8 thoughts on “Nearly Unknown in the West: Sub-Saharan Africa’s Cultural Landscapes

  1. beckybadger89 05/16/2013 / 9:52 am

    Great article- this is a topic I’ve always wanted to explore.

    I earned my bachelor’s in land arch a year ago from a school that also had an excellent African Studies department. While taking an African History class I talked to my professor about writing a paper on architecture and landscape in sub-Saharan Africa. He told me that unfortunately, I was going to have a very hard time finding documentation on the subject. He was right.

    I later took a survey class on “art and architectural history in Africa” which included thirty-ish lectures on art and only two lectures on architecture, which covered three or four structures throughout the entire continent.

    Needless to say, I am excited that this area of study is coming to light!

  2. hoseaomole 05/20/2013 / 11:28 am

    Reblogged this on Hosea Omole's Blog and commented:
    Africa indeed has some of the most insightful cultural landscapes.More needs to be done to conserve them though.

  3. Hitesh Mehta FASLA 05/20/2013 / 5:13 pm

    FINALLY, credit is given where it is due! Your article captures well.. the deliberations over the two days! The time has indeed come to recognize African landscape as THE first landscapes and every book written on the history of Landscape Architecture needs to be re-edited and Chapters added that address the rich, symbolic and spiritual landscape of Sub-Sahara!

  4. Dan Schlupp 05/23/2013 / 5:40 am

    Thank you so much for bringing this topic to light. I’ve been a Sustainable Ag. Peace Corps volunteer here in Senegal for just over a year and a half now. As I wrap up my final five months of service, I’ve been exposed to the increasingly blurred edges of agricultural and urban development in relation to cultural, gender and educational roles. Understanding how a community embraces their own landscape has been both wonderfully revealing and an amazing contrast to my own Western perspective. I’m encouraged by writings like this, especially as I prepare my portfolio for graduate school submission to reflect my time here. Where can Landscape Arch/Planning play a role in responsible, restorative development work?

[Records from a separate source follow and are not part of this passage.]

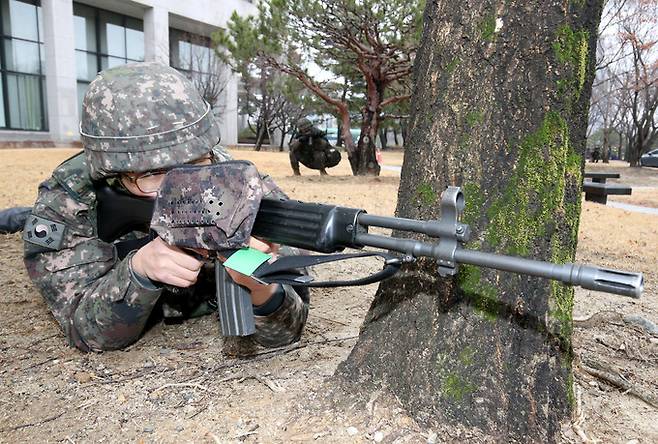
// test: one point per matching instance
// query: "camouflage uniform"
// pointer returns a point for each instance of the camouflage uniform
(311, 147)
(96, 297)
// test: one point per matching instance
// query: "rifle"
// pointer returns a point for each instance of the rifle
(189, 216)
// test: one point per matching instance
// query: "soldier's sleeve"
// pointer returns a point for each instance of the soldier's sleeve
(94, 296)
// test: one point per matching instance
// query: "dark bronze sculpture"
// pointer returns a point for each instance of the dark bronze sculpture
(311, 147)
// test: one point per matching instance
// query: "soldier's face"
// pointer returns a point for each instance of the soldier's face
(147, 184)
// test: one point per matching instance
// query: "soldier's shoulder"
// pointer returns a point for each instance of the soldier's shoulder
(221, 154)
(73, 176)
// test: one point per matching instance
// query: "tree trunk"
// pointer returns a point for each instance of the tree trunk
(500, 108)
(383, 138)
(605, 155)
(339, 135)
(364, 160)
(260, 136)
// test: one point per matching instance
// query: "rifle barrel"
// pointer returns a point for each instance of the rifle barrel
(593, 278)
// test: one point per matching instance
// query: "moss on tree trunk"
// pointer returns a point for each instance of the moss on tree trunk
(500, 109)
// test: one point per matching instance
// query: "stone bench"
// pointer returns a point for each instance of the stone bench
(597, 190)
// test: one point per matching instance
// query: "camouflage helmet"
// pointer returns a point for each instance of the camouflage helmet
(141, 117)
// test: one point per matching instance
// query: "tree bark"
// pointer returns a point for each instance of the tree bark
(499, 108)
(383, 138)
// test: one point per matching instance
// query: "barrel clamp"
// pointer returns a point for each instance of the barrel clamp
(453, 232)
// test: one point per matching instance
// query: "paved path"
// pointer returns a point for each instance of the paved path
(634, 208)
(391, 168)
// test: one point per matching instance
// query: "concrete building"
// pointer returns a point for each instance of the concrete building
(52, 49)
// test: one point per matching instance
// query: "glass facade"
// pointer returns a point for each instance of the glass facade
(104, 39)
(22, 85)
(193, 55)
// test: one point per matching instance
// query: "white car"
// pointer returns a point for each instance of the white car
(649, 159)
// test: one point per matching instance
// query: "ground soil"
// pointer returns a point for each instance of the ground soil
(174, 385)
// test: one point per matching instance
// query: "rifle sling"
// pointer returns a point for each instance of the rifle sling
(282, 271)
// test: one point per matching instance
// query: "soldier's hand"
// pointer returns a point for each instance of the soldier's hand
(260, 293)
(167, 264)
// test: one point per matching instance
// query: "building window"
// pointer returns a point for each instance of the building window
(22, 86)
(192, 54)
(104, 39)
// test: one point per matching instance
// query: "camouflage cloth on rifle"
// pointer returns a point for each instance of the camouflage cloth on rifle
(95, 296)
(311, 147)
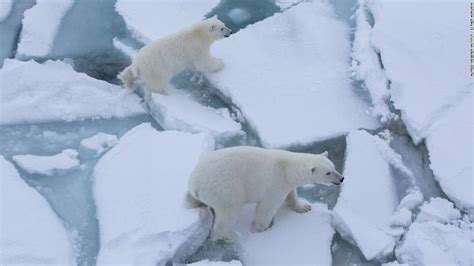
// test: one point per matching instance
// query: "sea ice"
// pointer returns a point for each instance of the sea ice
(149, 20)
(281, 82)
(294, 238)
(178, 111)
(5, 9)
(367, 67)
(424, 57)
(40, 26)
(98, 144)
(449, 144)
(368, 197)
(52, 91)
(139, 188)
(31, 233)
(433, 241)
(48, 165)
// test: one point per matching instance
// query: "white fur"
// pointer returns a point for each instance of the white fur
(157, 62)
(229, 178)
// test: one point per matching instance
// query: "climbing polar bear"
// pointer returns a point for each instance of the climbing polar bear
(157, 62)
(228, 178)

  5. Grey Gundaker 05/30/2013 / 5:16 pm

    Thank you, Jared! What a great summary of the talks at Dumbarton Oaks. And thanks to thse who have already commented. I hope this blog reaches many more of you with interests and experiences in African landscapes. Please write about what you know and teach about it!

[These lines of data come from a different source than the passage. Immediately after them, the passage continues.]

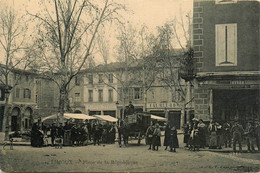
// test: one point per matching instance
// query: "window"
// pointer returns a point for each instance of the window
(100, 95)
(77, 81)
(1, 94)
(27, 78)
(17, 92)
(131, 93)
(77, 97)
(90, 79)
(137, 93)
(27, 93)
(26, 123)
(110, 95)
(100, 78)
(110, 78)
(90, 95)
(226, 44)
(225, 1)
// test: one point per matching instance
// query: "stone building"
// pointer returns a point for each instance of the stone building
(226, 52)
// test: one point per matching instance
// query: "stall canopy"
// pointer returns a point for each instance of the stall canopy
(158, 118)
(106, 118)
(70, 115)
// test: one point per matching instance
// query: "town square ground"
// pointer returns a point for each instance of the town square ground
(134, 158)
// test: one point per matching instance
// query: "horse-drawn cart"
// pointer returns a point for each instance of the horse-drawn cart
(137, 125)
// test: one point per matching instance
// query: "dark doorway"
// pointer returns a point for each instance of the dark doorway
(174, 118)
(15, 119)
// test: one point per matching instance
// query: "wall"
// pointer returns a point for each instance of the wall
(207, 14)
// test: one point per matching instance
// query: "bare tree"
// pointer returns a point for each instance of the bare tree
(67, 34)
(12, 45)
(171, 62)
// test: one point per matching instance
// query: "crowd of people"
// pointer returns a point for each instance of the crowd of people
(153, 137)
(75, 134)
(197, 135)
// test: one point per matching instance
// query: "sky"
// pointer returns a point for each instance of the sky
(152, 13)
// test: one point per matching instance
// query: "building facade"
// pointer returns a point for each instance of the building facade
(226, 54)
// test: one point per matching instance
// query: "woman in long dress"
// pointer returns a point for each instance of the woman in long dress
(166, 136)
(173, 139)
(156, 137)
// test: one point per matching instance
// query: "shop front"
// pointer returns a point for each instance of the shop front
(236, 104)
(228, 98)
(170, 111)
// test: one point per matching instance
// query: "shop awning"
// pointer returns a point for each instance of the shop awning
(106, 118)
(70, 115)
(158, 118)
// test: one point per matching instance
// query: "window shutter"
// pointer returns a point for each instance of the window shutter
(220, 44)
(232, 43)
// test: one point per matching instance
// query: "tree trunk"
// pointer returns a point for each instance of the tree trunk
(145, 100)
(6, 119)
(62, 99)
(183, 114)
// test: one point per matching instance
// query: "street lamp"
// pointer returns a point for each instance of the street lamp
(7, 94)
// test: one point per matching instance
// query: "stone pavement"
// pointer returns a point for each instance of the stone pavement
(21, 142)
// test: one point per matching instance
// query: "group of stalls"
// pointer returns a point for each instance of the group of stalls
(79, 120)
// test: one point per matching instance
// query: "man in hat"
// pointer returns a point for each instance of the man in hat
(53, 133)
(156, 137)
(257, 134)
(149, 135)
(237, 131)
(250, 137)
(226, 134)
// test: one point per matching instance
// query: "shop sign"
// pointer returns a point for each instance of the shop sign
(162, 105)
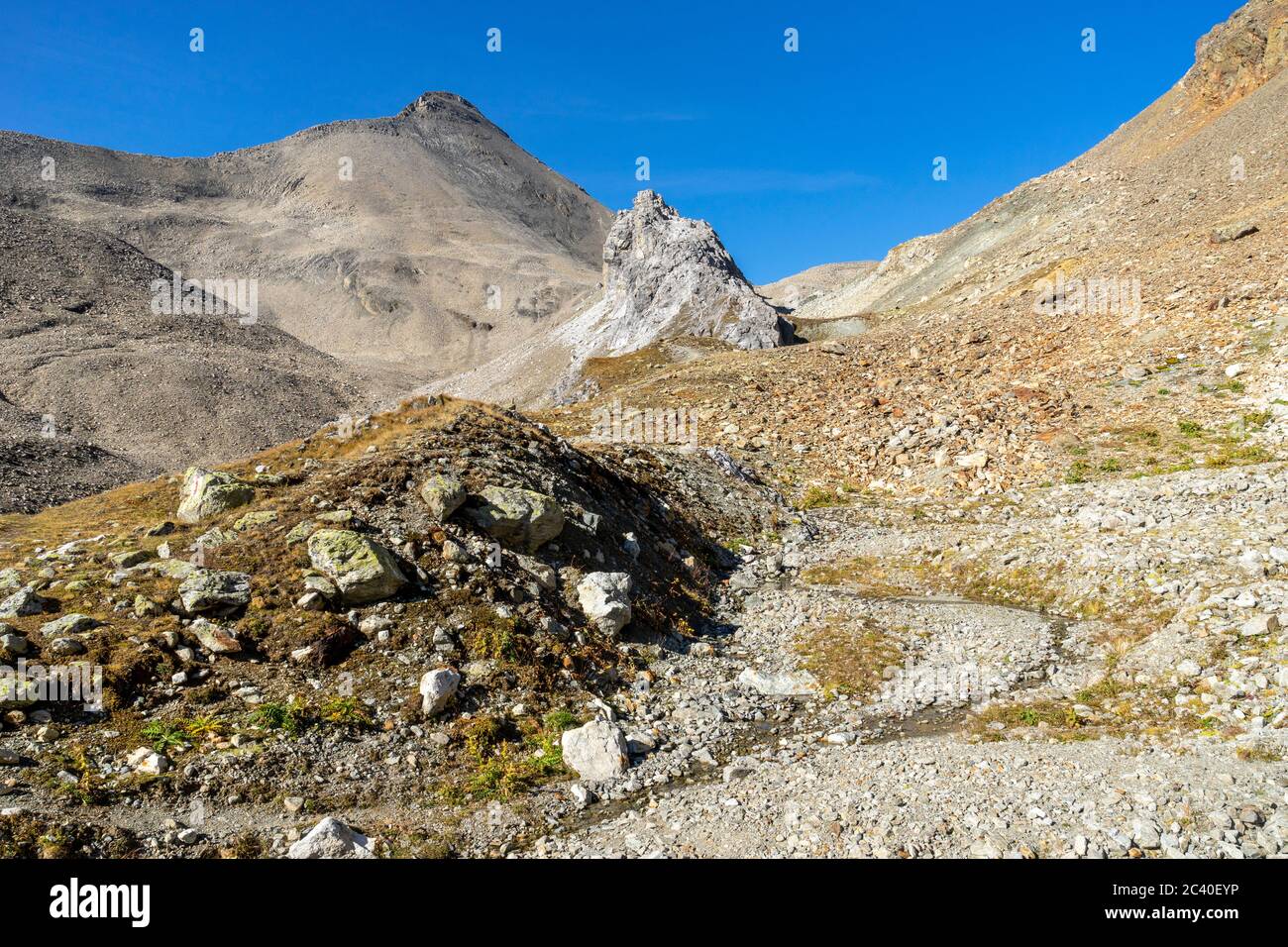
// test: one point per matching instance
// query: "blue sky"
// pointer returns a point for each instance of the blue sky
(795, 158)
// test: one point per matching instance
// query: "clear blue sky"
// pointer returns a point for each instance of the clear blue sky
(795, 158)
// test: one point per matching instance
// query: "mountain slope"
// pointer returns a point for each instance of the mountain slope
(665, 277)
(1205, 155)
(98, 388)
(407, 247)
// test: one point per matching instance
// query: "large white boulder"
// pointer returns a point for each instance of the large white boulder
(605, 598)
(331, 839)
(596, 750)
(437, 688)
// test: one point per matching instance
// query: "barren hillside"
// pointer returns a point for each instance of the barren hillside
(407, 247)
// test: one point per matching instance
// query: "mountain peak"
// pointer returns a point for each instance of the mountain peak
(442, 103)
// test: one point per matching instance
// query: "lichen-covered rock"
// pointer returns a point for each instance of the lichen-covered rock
(605, 598)
(300, 532)
(520, 518)
(210, 492)
(443, 495)
(362, 570)
(256, 519)
(215, 638)
(595, 751)
(207, 591)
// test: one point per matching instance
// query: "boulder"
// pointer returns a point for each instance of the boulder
(210, 492)
(147, 762)
(17, 694)
(26, 602)
(65, 647)
(604, 596)
(596, 750)
(214, 638)
(362, 570)
(778, 684)
(207, 590)
(443, 495)
(256, 519)
(520, 518)
(437, 689)
(68, 625)
(331, 839)
(545, 575)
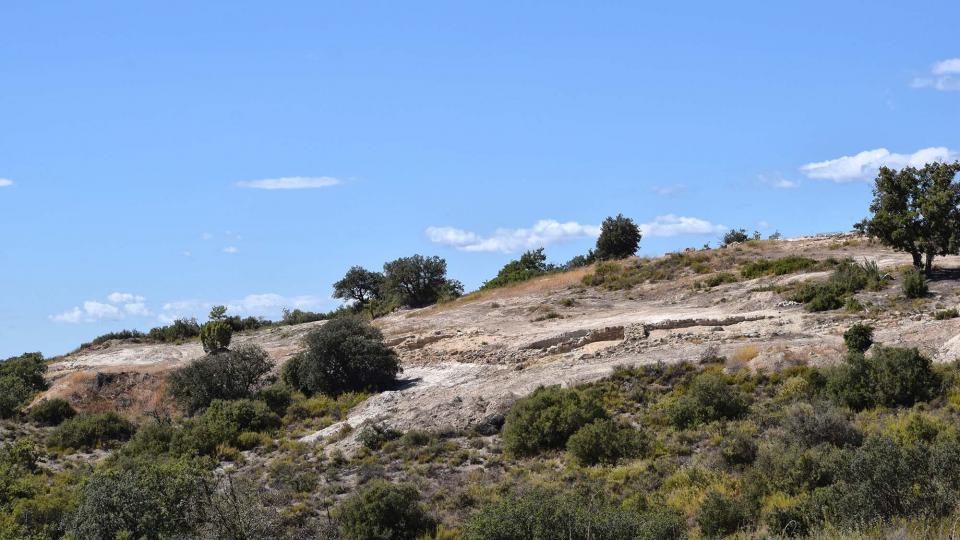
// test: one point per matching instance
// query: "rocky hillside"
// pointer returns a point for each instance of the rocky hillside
(465, 362)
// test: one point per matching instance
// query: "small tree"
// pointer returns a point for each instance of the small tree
(384, 510)
(218, 313)
(360, 285)
(858, 338)
(344, 355)
(916, 210)
(419, 281)
(232, 374)
(531, 264)
(215, 336)
(734, 236)
(619, 238)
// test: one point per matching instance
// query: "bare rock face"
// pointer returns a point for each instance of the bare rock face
(465, 363)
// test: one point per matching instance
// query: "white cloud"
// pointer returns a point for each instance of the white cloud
(944, 76)
(92, 311)
(548, 231)
(543, 233)
(673, 225)
(674, 189)
(264, 304)
(291, 182)
(118, 306)
(864, 165)
(777, 181)
(120, 298)
(946, 67)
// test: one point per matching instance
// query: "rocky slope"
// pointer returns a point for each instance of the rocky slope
(467, 361)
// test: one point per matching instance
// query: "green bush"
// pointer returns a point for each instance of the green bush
(215, 336)
(122, 335)
(374, 436)
(914, 285)
(709, 397)
(606, 441)
(542, 513)
(220, 375)
(345, 354)
(858, 338)
(52, 412)
(179, 330)
(734, 236)
(381, 510)
(419, 281)
(892, 377)
(531, 264)
(89, 431)
(277, 396)
(150, 499)
(945, 314)
(547, 418)
(721, 515)
(619, 238)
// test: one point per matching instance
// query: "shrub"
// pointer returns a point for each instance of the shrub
(344, 355)
(89, 431)
(890, 377)
(531, 264)
(122, 335)
(540, 513)
(380, 509)
(359, 285)
(721, 515)
(708, 398)
(945, 314)
(145, 499)
(858, 338)
(180, 330)
(277, 396)
(619, 238)
(374, 436)
(914, 285)
(52, 412)
(419, 281)
(605, 441)
(215, 336)
(734, 236)
(547, 418)
(220, 375)
(812, 424)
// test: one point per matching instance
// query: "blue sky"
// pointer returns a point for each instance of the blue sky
(137, 139)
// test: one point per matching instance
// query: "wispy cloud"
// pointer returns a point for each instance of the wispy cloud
(291, 182)
(666, 191)
(864, 165)
(265, 304)
(944, 76)
(117, 306)
(548, 231)
(543, 233)
(673, 225)
(776, 181)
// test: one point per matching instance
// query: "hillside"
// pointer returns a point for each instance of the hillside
(465, 362)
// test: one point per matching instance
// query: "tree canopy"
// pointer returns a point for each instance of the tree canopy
(619, 238)
(916, 210)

  6. Erich Proglhof 06/03/2013 / 7:04 am

    Very good, at last a good view turned into that secluded continent. So many different cultures cannot be just ignored. At one topic in text I am afraid it is not exactly true. Where did Prof. Gundaker get the information about the Copacabana boardwalk? After the huge landfill project in Copacabana, Roberto designed many other sideboards with references to indigenous drawings found in pottery and textiles. But that specific pattern was already there before Burle Marx planned the beach side! It is a clear reference to the Portuguese flooring found since the XVI Century in Lisbon and Porto. Of course it could have been inspired from Africa at the colonial time.

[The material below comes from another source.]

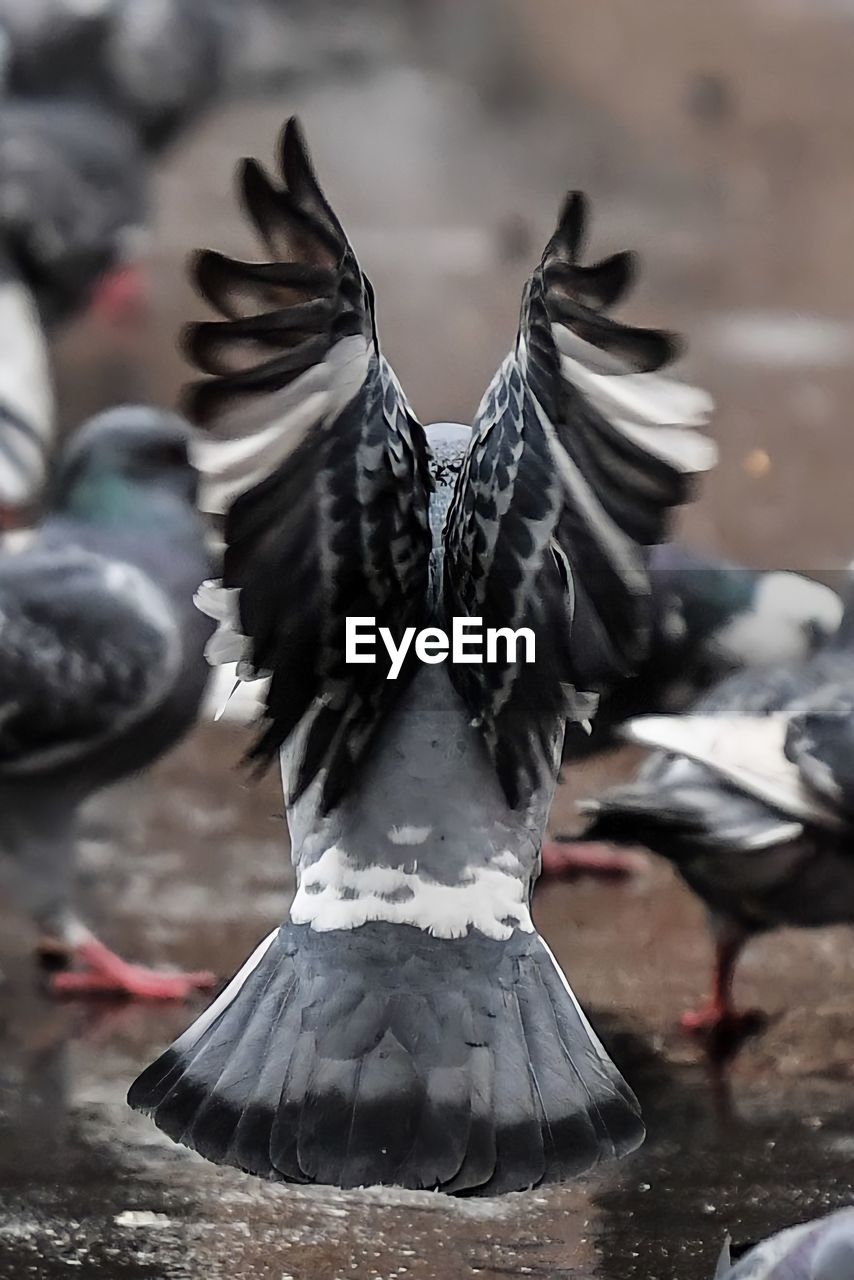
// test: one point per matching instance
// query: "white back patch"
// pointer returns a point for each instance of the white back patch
(337, 894)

  7. SweetHollowAlmanac 07/17/2013 / 2:58 pm

    Reblogged this on Greenwood Landscape Design and commented:
    As an anthropology student many years ago, I always found the lack of information on African *cultural* landscapes south of Egypt hugely disappointing. This article points to a few ways to begin exploring the subject in more detail. Personally, I think as Americans become more deeply interested in integrating agriculture into urban settings and in understanding the spirit of place, aspects of African landscapes are going to begin inspiring some new design trends.

  8. Anita Urasa 11/21/2017 / 4:56 pm

    Finally a well written article, giving long overdue recognition to Africa, its historic and cultural landscape. Also that, indeed, landscape existed prior to the arrival of a different culture, although I fail to understand why ancient Egypt is seen as non-Black. Encouraging that the contibutions its peoples, cultures have provided to modern landscape architecture are ultimately being recognized and looking forward to more African and African-inspired landscape design.